Das Problem ist, dass die heißen Nächte bei Hitzewellen schlaflose Menschen besonders hart treffen. „Vor einem Monat ging es mir besser, aber ich hatte einen Rückfall. Letzte Nacht bin ich um zwei Uhr aufgewacht und habe dann kein Auge mehr zugemacht“, erklärt María, eine Betroffene. „Wenn ich aufwache, habe ich das Gefühl, dass die Hitze mich daran hindert, wieder einzuschlafen. Dann habe ich Angst, wieder am Anfang zu stehen und verzweifele.“ Ein Teufelskreis, der den Einschlafversuch zum Fegefeuer macht.

Hitze löst Prozesse im Gehirn und Körper aus

Hohe Temperaturen ab 22 Grad und eine bestimmte Luftfeuchtigkeit lösen mehrere Prozesse in unserem Gehirn und Körper aus, die verhindern, dass wir erholsam schlafen. Zum einen würden die Neuronen im Hypothalamus, die Schlaf und Wachsein steuern, von Licht und Körpertemperatur beeinflusst, und wenn letztere höher ist, sei es schwieriger zu schlafen, erklärt der Neuropsychologe Diego Redolar-Ripoll.

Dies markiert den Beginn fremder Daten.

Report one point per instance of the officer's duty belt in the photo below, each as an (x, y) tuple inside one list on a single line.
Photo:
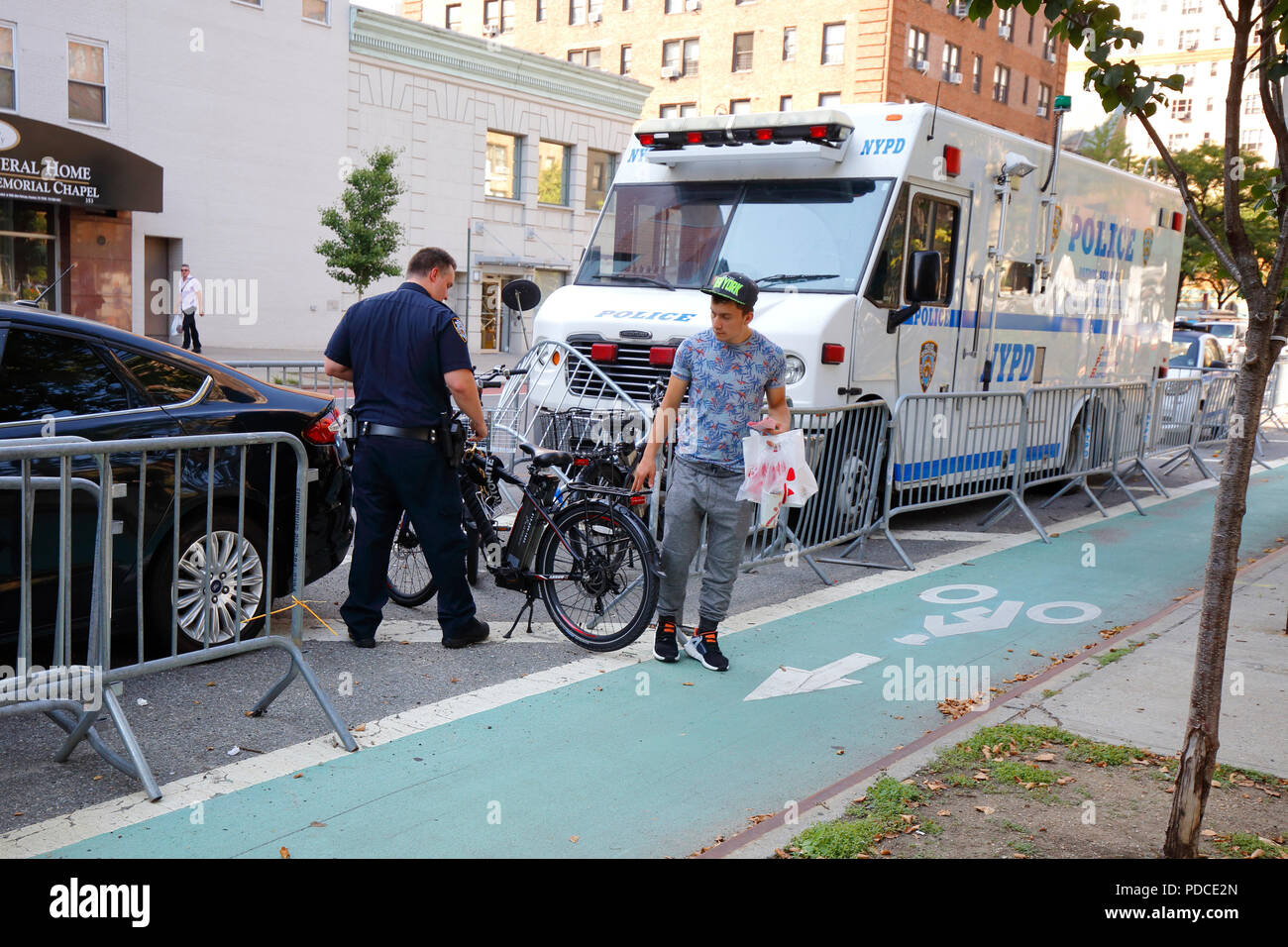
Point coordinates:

„Auch werden bei hohen Temperaturen bestimmte Teile des Nervensystems aktiviert, um den Körper vor Überhitzung zu schützen, was dann unserem Gehirn signalisiert, dass wir wach sind“, fügt er hinzu. Ein dritter Faktor: Hitze könne ein Stressfaktor sein und daher Substanzen freisetzen, die den Schlaf verhindern, wie etwa das Stresshormon Cortisol.

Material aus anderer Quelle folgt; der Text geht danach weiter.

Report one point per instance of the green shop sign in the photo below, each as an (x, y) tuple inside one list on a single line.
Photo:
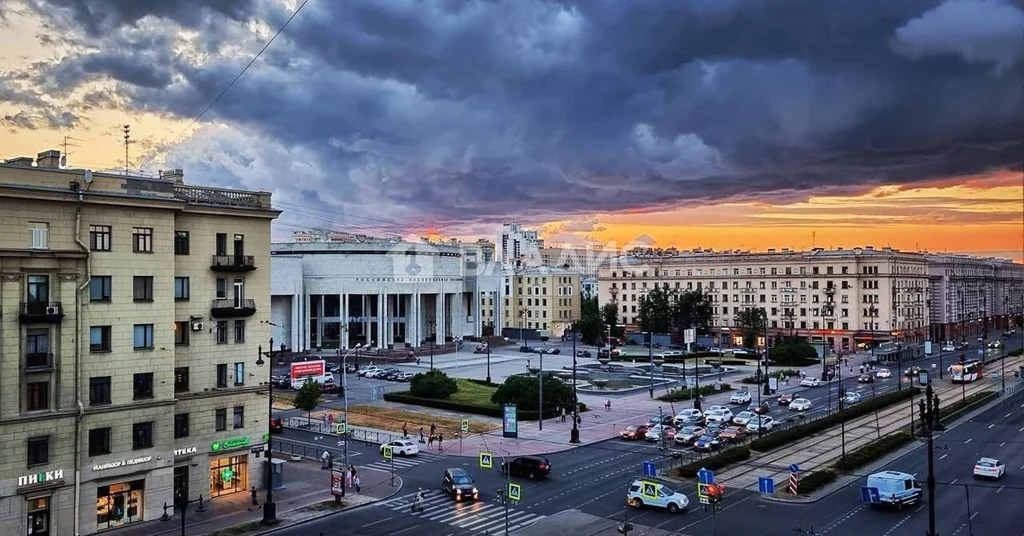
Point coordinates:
[(229, 444)]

Die meisten Betroffenen behandeln sich selbst

Diese Prozesse betreffen uns alle, doch Menschen mit chronischer Schlaflosigkeit sind noch anfälliger – vor allem, wenn diese mit Ängsten verbunden ist. „Angst aktiviert das sympathische Nervensystem, und die Hitze gießt noch zusätzlich Öl ins Feuer“, sagt Redolar-Ripoll. Hohe Temperaturen verursachen zwar keine chronische Schlaflosigkeit, aber sie führen bei bereits Betroffenen häufig zu Rückfällen.

Nach Schätzungen der Spanischen Gesellschaft für Neurologie nehmen weniger als ein Drittel der Menschen mit Schlafproblemen professionelle Hilfe in Anspruch. Der Rest behandelt sich selbst mit milderen Medikamenten von zweifelhafter Wirksamkeit, wie Präparaten mit Melatonin, und anderen stärkeren Medikamenten, die zur Abhängigkeit führen, wie Beruhigungs- und Schlaftabletten. Spanien ist sogar führend beim Konsum von Anxiolytika und Hypnotika.

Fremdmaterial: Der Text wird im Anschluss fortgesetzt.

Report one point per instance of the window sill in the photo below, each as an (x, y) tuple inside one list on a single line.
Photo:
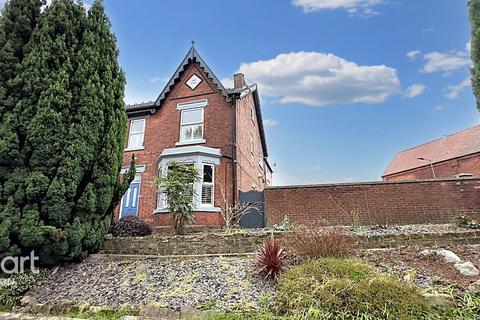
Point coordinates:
[(185, 143), (161, 210), (199, 209), (134, 148)]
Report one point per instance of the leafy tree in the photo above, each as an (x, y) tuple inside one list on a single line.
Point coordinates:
[(66, 139), (178, 188), (474, 8)]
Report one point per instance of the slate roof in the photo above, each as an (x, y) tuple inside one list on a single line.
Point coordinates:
[(448, 147)]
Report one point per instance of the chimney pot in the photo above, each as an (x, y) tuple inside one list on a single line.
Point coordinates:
[(239, 80)]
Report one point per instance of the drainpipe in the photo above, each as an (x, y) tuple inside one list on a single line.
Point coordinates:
[(234, 150)]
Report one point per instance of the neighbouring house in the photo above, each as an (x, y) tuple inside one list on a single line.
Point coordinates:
[(456, 155), (196, 120)]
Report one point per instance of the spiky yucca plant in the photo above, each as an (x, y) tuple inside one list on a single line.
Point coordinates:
[(270, 259)]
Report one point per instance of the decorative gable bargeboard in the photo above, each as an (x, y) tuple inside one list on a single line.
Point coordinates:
[(196, 120)]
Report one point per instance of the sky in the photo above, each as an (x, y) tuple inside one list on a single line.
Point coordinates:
[(344, 84)]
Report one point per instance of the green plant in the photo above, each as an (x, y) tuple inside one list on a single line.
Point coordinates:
[(130, 227), (317, 243), (333, 287), (207, 305), (177, 185), (474, 10), (270, 259), (62, 130), (284, 225), (99, 315), (466, 221)]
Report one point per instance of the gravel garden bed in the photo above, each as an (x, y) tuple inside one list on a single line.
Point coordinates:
[(431, 273), (217, 283)]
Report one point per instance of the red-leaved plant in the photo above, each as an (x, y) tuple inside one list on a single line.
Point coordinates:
[(270, 259)]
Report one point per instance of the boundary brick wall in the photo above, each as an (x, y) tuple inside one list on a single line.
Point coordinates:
[(372, 203)]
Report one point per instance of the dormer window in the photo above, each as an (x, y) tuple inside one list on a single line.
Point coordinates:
[(136, 134), (191, 122), (191, 125)]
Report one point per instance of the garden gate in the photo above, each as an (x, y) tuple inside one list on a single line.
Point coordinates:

Die Folgen von Schlafmangel über längere Zeit

Es ist wissenschaftlich erwiesen, dass zu wenig Schlaf über einen längeren Zeitraum kognitive Auswirkungen hat und zu Kopfschmerzen, erhöhter Müdigkeit und Energiemangel führt. Außerdem steigert dies den Appetit auf Fette und Kohlenhydrate und kann so zu einer schlechteren Ernährung führen. Einige Studien deuten darauf hin, dass Schlafmangel auch das Immunsystem beeinträchtigt.

Angesichts der zentralen Bedeutung, die guter Nachtschlaf für die Gesundheit hat, können wir nur hoffen, dass die Zeit der noches tórridas mit dem prophezeiten Temperatursturz ab Sonntag (27.8.) vorerst vorbei ist. Davon zu träumen funktioniert ja momentan nicht.